The Mental Model That Helps
CockroachDB is easier to reason about when you start from Raft and quorum, not from SQL syntax. A write usually has to reach a replica majority before it is durable. If replicas are geographically far apart, write latency reflects that distance.
A simplified picture is:
- one leaseholder receives the write
- followers replicate the log entry
- quorum acknowledges
- the write commits
That is why topology matters so much. The database is not being "slow for no reason." It is doing coordination work.
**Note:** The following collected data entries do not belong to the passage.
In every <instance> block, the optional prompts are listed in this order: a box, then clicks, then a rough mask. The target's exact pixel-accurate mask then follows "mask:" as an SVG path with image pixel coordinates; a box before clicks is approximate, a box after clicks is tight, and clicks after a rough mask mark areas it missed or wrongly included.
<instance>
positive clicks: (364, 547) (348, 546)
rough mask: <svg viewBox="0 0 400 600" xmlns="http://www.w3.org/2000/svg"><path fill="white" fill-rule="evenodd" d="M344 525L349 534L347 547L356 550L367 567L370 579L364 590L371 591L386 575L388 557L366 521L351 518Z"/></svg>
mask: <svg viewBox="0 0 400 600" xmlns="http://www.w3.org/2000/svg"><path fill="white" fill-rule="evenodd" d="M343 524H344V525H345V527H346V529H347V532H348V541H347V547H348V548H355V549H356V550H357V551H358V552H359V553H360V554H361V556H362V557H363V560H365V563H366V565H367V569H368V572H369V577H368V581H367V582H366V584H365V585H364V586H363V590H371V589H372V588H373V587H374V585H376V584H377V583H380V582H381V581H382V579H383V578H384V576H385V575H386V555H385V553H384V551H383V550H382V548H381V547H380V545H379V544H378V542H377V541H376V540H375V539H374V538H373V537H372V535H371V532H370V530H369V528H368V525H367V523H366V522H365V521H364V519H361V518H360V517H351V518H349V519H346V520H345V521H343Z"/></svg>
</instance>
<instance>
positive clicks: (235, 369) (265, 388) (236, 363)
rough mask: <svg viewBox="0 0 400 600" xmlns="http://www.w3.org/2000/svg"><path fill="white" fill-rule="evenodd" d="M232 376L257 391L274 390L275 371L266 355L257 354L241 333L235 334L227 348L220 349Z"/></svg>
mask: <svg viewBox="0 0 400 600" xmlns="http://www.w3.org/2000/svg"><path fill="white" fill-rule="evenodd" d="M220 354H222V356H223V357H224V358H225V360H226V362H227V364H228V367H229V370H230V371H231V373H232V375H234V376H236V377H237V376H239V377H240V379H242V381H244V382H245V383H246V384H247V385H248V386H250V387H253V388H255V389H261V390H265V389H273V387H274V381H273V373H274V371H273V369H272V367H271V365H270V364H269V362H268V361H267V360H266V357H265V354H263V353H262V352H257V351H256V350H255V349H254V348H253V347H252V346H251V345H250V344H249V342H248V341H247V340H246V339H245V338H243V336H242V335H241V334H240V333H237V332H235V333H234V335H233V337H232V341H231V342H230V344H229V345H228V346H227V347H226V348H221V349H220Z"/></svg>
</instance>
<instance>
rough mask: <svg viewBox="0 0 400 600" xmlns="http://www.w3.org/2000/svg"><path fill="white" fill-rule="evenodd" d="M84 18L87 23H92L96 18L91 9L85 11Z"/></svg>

Why This Shows Up in Production
Once you understand the consensus path, several behaviors become less surprising:
- cross-region writes cost more latency
- hotspot ranges can overload a leaseholder
- node failure recovery is about quorum, not just process restart
- read and write locality decisions affect user experience
Distributed SQL buys strong consistency and operational resilience, but it does not repeal the speed-of-light problem.
Better Rule
Use CockroachDB when the availability and distribution model justify the consensus cost. If the workload is mostly single-region and latency-sensitive, a well-operated Postgres deployment may still be the better engineering choice.